161 It could also possibly be argued that, in a large company like NRMA, one of the roles of a director is to serve the company by being available to represent, at general meetings, members who are unable to attend. When a director does so, particularly where the company has held out to members that the director will act as their proxy, it could be argued that the director then has the dual roles of agent for the particular members and director serving the company. In those cases where a member gives no direction how to vote, it may be the case that the director must cast the vote bona fide in the interests of the company, so that there would be no difficulty in seeing this as an exercise of director's duties. Where the member does give a direction how to vote, the director's duty as agent for the member would generally require that this direction be followed, even if the director does not think it in the interests of the company; but it could possibly be argued that this does not mean that the casting of the vote is not a discharge of director's duties, because the director has a duty to serve the company by acting faithfully as proxy (so that the company fulfils what it has held out to members), which displaces any duty as director to consider how the vote itself would affect the interests of the company.
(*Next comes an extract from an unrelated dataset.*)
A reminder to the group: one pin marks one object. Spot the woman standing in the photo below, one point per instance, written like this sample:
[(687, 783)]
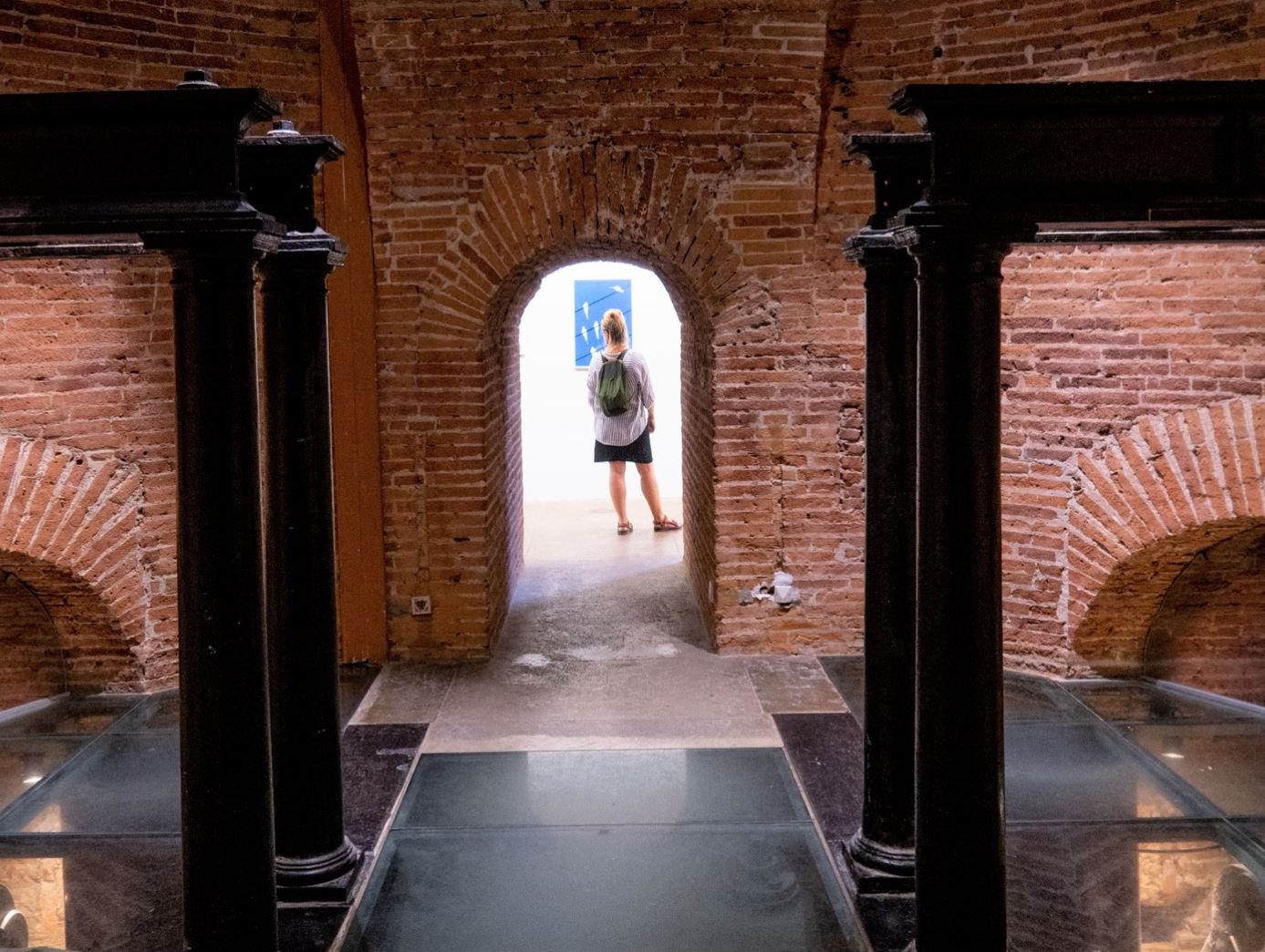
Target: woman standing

162 We express no view as to whether either of the possibilities raised in pars.[160] and [161] is correct: there has not been sufficient argument to enable us to do so.
163 In response to the Court's suggestion referred to in par.[160], it was submitted for the respondent that this approach was within the case as pleaded and contested, and the respondent made no application to amend or even to put on a Notice of Contention. On the other hand, it was submitted for the appellant that it was not, and that an amendment would be required, had not been sought, and would not be granted: the approach suggested would raise novel questions which would require considerable research, and could also raise factual issues that have not been addressed.
164 In our opinion, a finding of breach of s.232(2) was not open on the way the case was put by the respondent. This was a charge of serious misconduct, and as such had to be formulated with precision. Neither of the two possibilities we have raised was canvassed in the case, either in the pleadings or during the twelve-day hearing before the primary judge. Even now, they have not been advanced by the respondent, either in a Notice of Contention or in any other appropriate way. In relation to them, natural justice has not been afforded to the appellant. It would not in those circumstances be right for this Court to consider and rule upon some new basis which it has itself formulated, such as these two possibilities.
165 In those circumstances, our conclusion must be that, even if the appellant had been found to have deliberately failed to sign the poll paper, this could not, on the way the case was pleaded and conducted, have been found to be a breach of s.232(2). Accordingly, we do not think it would be appropriate to order a new trial on this issue.